CORPORATE CITIZEN CLAPS FOR MOUNTAINEER AND IRONMAN 70.3 TRIATHLON ASPIRANT-HARSHVARDHAN JOSHI FOR INTRODUCING ECO-FRIENDLY MEASURES DURING HIS MOST RECENT EXPEDITION TO MT. EVEREST
This 24-year old Navi-Mumbai lad conquered the world’s highest peak on May 23, 2021 but also revolutionised the manner in which the fuel is consumed by mountaineers during their climbs. In a rare feat, Joshi’s three-membered team-a part of Satori Adventure Everest Expedition, he used mobile solar panels for heating instead of the normalised methods of burning diesel or non-renewable fuel for their sustenance in the cold climates of the mountain. In pioneering this carbon neutral effort, Harshvardhan had also promised to install solar power systems in the remote villages of the Himalayas in Nepal. An experiential traveller, Harshvardhan believes in sustainable development and has a deeper understanding of how solar energy is economically efficient. He had a desire to dedicate his most recent journey to a cause larger than himself, which was to initiate the use of solar energy as a scope in mountaineering. He, therefore, aimed to carry solar panels en route to Mt. Everest for powering all electricity devices. In 2015, Harshvardhan’s passion for mountaineering led him to take the decision to climb Mt. Everest once in his lifetime. Initially, he scaled Mount Stok Kangri in a solo journey, making him the youngest person then to have achieved this feat at the age of 20. With advanced certifications in mountaineering and skiing, he has climbed 11 summits at altitudes of 6000 M. His Mt. Everest journey was delayed last year but he shifted his focus temporarily during the 2020 lockdown to accomplishing the Ironman 70.3 triathlon at Goa which unfortunately was cancelled too. He then organised a self-paced triathlon and although he did not officially become an Ironman triathlete, the move helped in spreading the message that despite having a non-athletic background or not being genetically gifted, he could accomplish the race. He credits some of his Ironman success to his mountaineering experiences, which physically and mentally conditioned him for the event.

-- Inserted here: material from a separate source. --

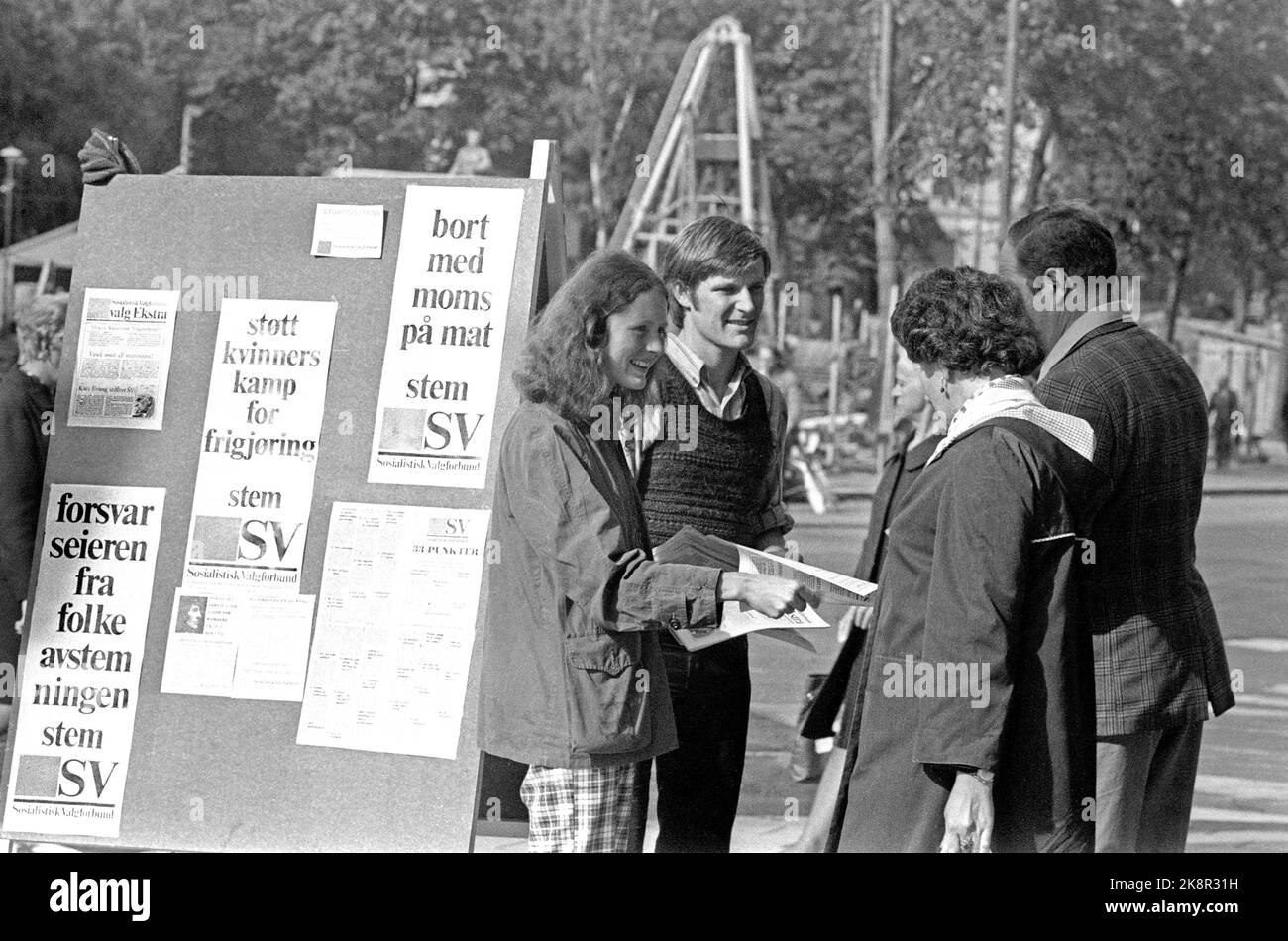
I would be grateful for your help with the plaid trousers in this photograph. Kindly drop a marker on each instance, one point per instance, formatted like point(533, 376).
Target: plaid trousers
point(581, 808)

CORPORATE CITIZEN SLAPS THE OVERWHELMING PREVALENCE OF ANAEMIA AMONGST WOMEN AND CHILDREN IN INDIA
According to the most recent National Family Health Survey (NFHS) 2019-20, Phase I data released for 22 states and union territories (UTs), indicate that in 15 of the 22 states and UTs, more than half the children are anaemic. Likewise, 50% of women are anaemic in 14 of these states and UTs. However, the proportion of anaemic children & women is comparatively lower in Lakshadweep, Kerala, Meghalaya, Manipur, Mizoram, Nagaland, and higher in Ladakh, Gujarat, J&K, and West Bengal. While medical reasons such as iron and vitamin B12 deficiency are the most common types of anaemia in India, iron deficiency is prevalent due to menstrual iron losses and also the high iron demands of a growing foetus during pregnancies. But, behaviour change communication challenging detrimental social norms must be taken into consideration too. While genetic or environmental factors might be causative agents, the son-biased fertility preferences, results in girls being breastfed for less time than boys and receive lower food supplements-making them weaker during their developmental cycles. Also, traditionally, women eat the last and the least at home with the leftovers not having enough iron and protein required for their body. The lack of vitamin B12 and hookworm infestations in the stomach makes the little iron that they consume, not getting absorbed in their body. Despite health programmes like ICDS that have been providing Iron Folic Acid (IFA) tablets to pregnant women for decades, and the Anaemia Mukt Bharat Score Card (2019) revealing that 84.85% of pregnant women in India are within the IFA coverage (2018-2019 Q4 data), the NFHS-5 (2018-19) shows a rise in anaemia among women. This indicates a problem with the uptake of IFA tablets with data showing that for 22.6% of female respondents, the decision about their own health is vested with their spouse. Studies have also found that husbands don’t pay much heed to women’s problems, and react or take them to the doctor only when they are bed-ridden. Interventions must recognise that women eating last and least in the household, husbands or families dictating the need for antenatal care, women’s need to take the permission before visiting a healthcare facility, needs complete overhauling within societal consciousness for the good of the better-halves and their girl-children.